On January 1st, ringing in the New Year, Disney+ added The Wolverine to its collection of streaming offerings. It continues the platform’s hold over almost the entirety of the Marvel Collection, even those outside of the Marvel Cinematic Universe. Hugh Jackman can be seen in other X-Men offerings there, but The Wolverine represents the first from the solo franchise.
The Wolverine isn’t the first movie you think of when it comes to Hugh Jackman playing the role. That might be when he first hit the scene in 2000’s X-Men or when we got his backstory in 2003’s X2. Maybe even it’s redemption tale in Logan. But The Wolverine, as a film, returns Logan to some martial arts roots and, as a stand alone, was an excellent film showing off the range of the character.
The film sets Hugh Jackman’s Logan in Japan, a return to the Wolverine #1 comic from all the way back in 1982. It details his relationship with Mariko Yashida, one of the first stories we ever knew about the character. Other than flashbacks, it doesn’t include anyone in the X-Men universe (rare for a movie at this time) and puts Wolverine in a fight for his mortality as well as a new-ish love arc that harkens back to that comic book origin story.
Hugh Jackman’s performance in The Wolverine is as important as any other time he’s donned the claws and whipped up hair. For starters, it gave him a full, front-and-center chance to show off just how much he’d embodied the character. The early X-Men movies were ensemble casts in which Hugh Jackman stole scenes, but didn’t get full billing. And then 2009’s X-Men Origins: Wolverine was a corny mess that tried to do a few too many things at once. This one, set against the Japanese backdrop, really makes him stand out.
In The Wolverine, Hugh Jackman puts his stamp on the character, bringing both the tortured soul who is somewhat doomed to an immortal life while also reminding us of his deep heart and caring nature hidden under the adamantium skeleton. This movie really sets the stage for what we see in his final in Logan and establishes the sad and layered nature of the character. Jackman is fantastic in the role and shows off a range we hadn’t seen in previous films.

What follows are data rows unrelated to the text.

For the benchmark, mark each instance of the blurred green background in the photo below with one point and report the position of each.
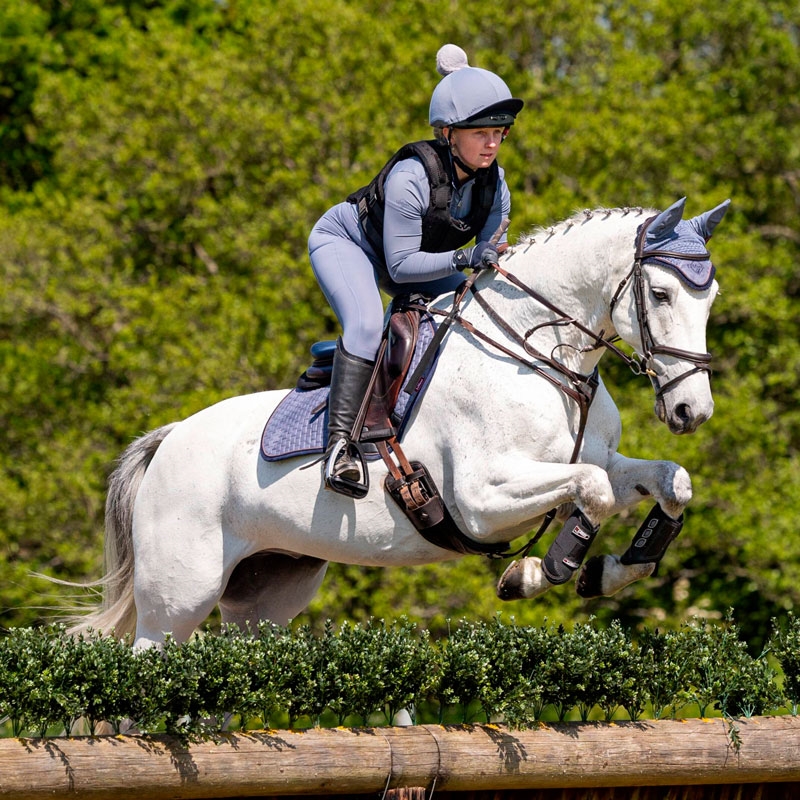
(162, 163)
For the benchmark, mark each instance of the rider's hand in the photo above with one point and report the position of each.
(482, 256)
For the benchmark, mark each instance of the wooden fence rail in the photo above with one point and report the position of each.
(368, 761)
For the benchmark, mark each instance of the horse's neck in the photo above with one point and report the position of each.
(577, 268)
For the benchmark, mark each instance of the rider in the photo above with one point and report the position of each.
(408, 229)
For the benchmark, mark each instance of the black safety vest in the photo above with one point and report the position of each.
(440, 231)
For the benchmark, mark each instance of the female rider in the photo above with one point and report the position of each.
(407, 232)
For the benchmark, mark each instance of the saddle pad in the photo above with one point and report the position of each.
(299, 425)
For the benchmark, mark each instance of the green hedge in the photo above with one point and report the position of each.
(366, 673)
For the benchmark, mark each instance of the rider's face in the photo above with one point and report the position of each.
(476, 147)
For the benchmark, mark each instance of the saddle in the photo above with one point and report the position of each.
(381, 420)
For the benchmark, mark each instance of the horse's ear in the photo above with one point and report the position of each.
(705, 223)
(666, 221)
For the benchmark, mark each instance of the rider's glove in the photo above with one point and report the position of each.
(482, 256)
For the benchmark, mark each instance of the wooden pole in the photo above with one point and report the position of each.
(353, 761)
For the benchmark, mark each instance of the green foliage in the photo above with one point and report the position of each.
(161, 165)
(366, 673)
(785, 646)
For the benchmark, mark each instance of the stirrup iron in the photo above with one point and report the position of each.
(337, 483)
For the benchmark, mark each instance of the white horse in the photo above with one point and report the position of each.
(196, 517)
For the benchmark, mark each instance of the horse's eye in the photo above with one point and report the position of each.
(660, 295)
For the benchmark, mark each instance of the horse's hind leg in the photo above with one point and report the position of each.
(270, 586)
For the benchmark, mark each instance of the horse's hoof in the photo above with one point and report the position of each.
(522, 580)
(590, 578)
(603, 576)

Hugh Jackman helped carry the movie to very solid scores with critics, sitting at 71% on the Tomatometer and nearly doubling up its predecessor. It also pulled down about $400 million at the box office on its $100 million budget. That latter was considered something of an underperformance, likely stemming from its insular nature in the X-Men universe. But it shouldn’t be an indictment because unlike other films in the franchise, this one can be watched even if you have no idea about the broader world.
Whether Hugh Jackman ever returns to the character of Wolverine isn’t totally clear. There are some rumors of the sort. But even if he doesn’t, we can always revisit a largely forgotten film in his run. That should be the case and it’s worth it to take the time to watch it now.